One would expect a man in his final hours to reveal his innermost, truthful thoughts while in such a terminal state. Trump, however, delivered the opposite of a deathbed confession. Feeble and stumbling, he kept pushing the Kool-Aid on anyone who would sip it.

“If you count the legal votes, I easily win. If you count the illegal votes, they can try to steal the election from us,” he said.

“It’s amazing how those mail-in ballots are so one-sided,” he said after campaigning for months against mail-in ballot systems.

“We can’t have an election stolen like this,” he said, without any evidence anything was stolen.

“As you know, I’ve claimed certain states,” he said—as though the act of making a “claim” on a state entitled him to win in.

It was all loser talk from a cult leader who would rather force the ending of democracy than face the end that is coming.
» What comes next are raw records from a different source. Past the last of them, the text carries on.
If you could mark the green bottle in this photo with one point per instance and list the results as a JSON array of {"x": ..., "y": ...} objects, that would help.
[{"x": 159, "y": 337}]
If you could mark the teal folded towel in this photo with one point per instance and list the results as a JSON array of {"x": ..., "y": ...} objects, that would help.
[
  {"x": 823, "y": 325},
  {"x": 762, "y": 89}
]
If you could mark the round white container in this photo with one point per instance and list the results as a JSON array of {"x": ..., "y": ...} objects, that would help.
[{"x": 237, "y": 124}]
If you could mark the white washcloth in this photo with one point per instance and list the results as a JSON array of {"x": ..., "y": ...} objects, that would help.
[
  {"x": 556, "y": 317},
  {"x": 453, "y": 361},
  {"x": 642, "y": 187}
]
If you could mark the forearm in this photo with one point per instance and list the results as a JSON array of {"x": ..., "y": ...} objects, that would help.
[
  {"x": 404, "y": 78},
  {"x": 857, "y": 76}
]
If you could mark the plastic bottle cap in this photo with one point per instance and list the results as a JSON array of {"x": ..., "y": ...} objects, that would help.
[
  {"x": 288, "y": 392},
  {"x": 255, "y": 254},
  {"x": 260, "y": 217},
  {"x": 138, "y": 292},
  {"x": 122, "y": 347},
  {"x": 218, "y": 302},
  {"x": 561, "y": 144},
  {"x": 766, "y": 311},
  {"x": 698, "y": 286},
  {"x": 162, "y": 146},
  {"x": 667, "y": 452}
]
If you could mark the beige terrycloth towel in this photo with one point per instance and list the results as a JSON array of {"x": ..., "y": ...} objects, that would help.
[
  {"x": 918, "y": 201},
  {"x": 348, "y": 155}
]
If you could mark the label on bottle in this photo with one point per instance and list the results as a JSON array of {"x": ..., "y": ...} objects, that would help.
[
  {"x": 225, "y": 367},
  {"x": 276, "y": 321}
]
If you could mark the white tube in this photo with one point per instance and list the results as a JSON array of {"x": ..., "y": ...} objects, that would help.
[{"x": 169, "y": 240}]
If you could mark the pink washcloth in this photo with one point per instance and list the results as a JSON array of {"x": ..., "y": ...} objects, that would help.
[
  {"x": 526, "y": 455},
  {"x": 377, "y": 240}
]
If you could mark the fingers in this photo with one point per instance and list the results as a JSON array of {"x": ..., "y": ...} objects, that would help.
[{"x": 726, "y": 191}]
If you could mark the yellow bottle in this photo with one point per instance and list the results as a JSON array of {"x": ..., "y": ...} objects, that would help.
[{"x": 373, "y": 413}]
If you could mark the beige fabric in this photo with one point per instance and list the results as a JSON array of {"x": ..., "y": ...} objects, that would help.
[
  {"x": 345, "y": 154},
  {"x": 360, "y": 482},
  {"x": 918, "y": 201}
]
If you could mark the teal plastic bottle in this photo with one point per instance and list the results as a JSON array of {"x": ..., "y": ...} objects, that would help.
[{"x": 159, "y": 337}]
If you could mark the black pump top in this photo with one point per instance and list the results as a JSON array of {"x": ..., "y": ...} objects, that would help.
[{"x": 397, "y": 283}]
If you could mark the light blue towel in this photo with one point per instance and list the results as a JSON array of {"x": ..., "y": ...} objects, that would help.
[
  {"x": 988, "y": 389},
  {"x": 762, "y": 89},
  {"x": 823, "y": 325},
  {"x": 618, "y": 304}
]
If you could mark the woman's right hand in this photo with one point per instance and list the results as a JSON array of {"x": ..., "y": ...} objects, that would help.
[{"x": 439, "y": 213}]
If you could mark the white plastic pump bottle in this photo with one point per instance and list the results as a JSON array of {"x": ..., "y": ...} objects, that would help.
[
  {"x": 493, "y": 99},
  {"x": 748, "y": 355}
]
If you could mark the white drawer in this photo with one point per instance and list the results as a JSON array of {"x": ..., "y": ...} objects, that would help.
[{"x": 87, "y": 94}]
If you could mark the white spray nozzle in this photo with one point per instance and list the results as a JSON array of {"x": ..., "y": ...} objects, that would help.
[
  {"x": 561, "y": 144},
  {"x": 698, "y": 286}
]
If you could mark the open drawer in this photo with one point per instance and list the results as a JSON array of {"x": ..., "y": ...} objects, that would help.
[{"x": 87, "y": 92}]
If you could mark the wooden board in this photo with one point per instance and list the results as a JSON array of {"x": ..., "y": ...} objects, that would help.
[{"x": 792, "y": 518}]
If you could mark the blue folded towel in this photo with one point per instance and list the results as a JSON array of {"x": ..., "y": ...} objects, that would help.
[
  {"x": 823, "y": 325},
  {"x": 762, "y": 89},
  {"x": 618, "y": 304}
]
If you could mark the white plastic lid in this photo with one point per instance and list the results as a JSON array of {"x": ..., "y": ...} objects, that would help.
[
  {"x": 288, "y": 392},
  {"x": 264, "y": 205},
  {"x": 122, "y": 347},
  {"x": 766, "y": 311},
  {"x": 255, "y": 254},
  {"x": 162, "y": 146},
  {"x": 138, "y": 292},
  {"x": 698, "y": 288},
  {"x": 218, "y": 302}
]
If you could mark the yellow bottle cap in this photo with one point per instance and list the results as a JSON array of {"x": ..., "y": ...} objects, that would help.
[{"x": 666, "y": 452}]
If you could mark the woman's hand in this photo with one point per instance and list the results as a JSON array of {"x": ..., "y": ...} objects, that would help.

Either way, President Trump is talking about taking everyone around him down with him. Because if he really means what he says, and he wants to use all the powers invested in him as president to hunt down supposed “fraud” and ensure that he can stay in power, where does that road lead? Straight toward dictatorship.

Tonight, Trump’s sycophants and enablers find all their dreams that his presidency would be the most consequential and important in American history crashing down around them. We should all remember Trump as he presented himself in this monumental moment. As a babbling, incoherent, conspiracist. Our greatest presidential embarrassment.

Amanda Carpenter

Amanda Carpenter is an author, a former communications director to Sen. Ted Cruz, and a former speechwriter to Sen. Jim DeMint. She was formerly a Bulwark political columnist.